I’ve never really gotten to grips with writing science fiction. I’ve experimented with pretty much every genre, from steam punk to body horror, and the only one that causes me headaches happens to be sci-fi, the one genre that defined my youth. Perhaps it is because of this that I can’t help but fall into the conventions so prevalent in the media: hyperspace drives, technobabble, sexy triple-breasted alien chicks, the whole shebang.
But there is something that irritates me more than genre conventions and hideous stereotypes. You can still tell a good story while fighting the conventions, it’s harder but you can do it, and seeing examples of people failing to try manages to raise my ire more than any generic construction.
This is my issue with Dark Void.
I bought Dark Void to tide myself over until I could come to terms with wanting Mass Effect 2, a game I had tried to dislike purely because its prequel’s terrible combat mechanics had left a sour taste. All the pre-release goodies for Dark Void had detailed this sci-fi extravaganza: sucked into the heart of the Bermuda Triangle during a routine passenger flight, American Hero is introduced to advanced technology and aliens in equal measure, culminating in bloody jetpacks and the scientific undermining of ancient religion. This makes a change from space marines punching the snot out of multi-muscled behemoths, I’m in.
Unfortunately, the developers themselves seem to have decided that plot and story are unnecessary in this sort of game, that prolonged fire fights and drunken jetpack controls will be enough to drag you through the game. They also seem to think that this is worth the two years of average hype and the paycheck for one mister Nolan North. It’s not, and the worst thing is that it so easily could have been.
The actual mechanics are a bit wonky, but they’re passable. It’s a repetitive game hidden behind the notions of vertical cover, jetpacks, and enemies that take a Nottingham night’s worth of bullets to put down. The thing is, almost every action game is repetitive, they just conceal it well behind explosions and cutscenes. Good cutscenes. Ones that connect the game together in a meaningful and coherent manner, not haphazardly ushering you from level to level with nary an explanation.
I propose a way to remedy this. I’ll fill in the gaps for you.
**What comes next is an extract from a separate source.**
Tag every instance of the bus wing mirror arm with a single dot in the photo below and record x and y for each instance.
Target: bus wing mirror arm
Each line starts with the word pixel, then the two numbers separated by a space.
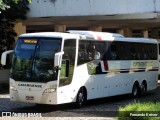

Starting this Wednesday, I intend to do what the developers didn’t, and try to fashion a cohesive and hopefully compelling narrative out of Dark Void. There will be rules to this of course, which I’ll explain in a moment, but the basic idea is to take what’s already there and expand it carefully, spinning out the cutscenes and the back story to such a level that you should never think “what the hell?”.
In order to do this, there will be a few rules. Firstly, I will not retell what’s is actually there; I’ll write around them so as to actually provide context for what happens on-screen. I may make an exception for the intro and the conclusion, but only if I feel I need to, everything else will fit around the game itself. Secondly, I’ll try to do it both competently and concisely; it’s very easy to wax lyrical for three thousand words, but no-one is going to read that much on a gaming website about an average/mediocre game. Finally, this will be a weekly thing, every Wednesday (God permitting). Hopefully, you’ll enjoy it and it might just help to make the game a bit more fun too, but I make no apologies for any mistakes or continuity errors that may occur. I will do my very best to minimise them, even going so far as to play the actual game a second time, but if one slips through, well, you have been warned.
I’ll do it one game chapter per week, that should keep the word count down and come with the added bonus of allowing the thing to finish around the time the game will be visible in bargain bins across the world, so those of you without the (mis)fortune of already having played it will be able to pick it up, story bible in hand.
So, shall we see if this is worth the effort?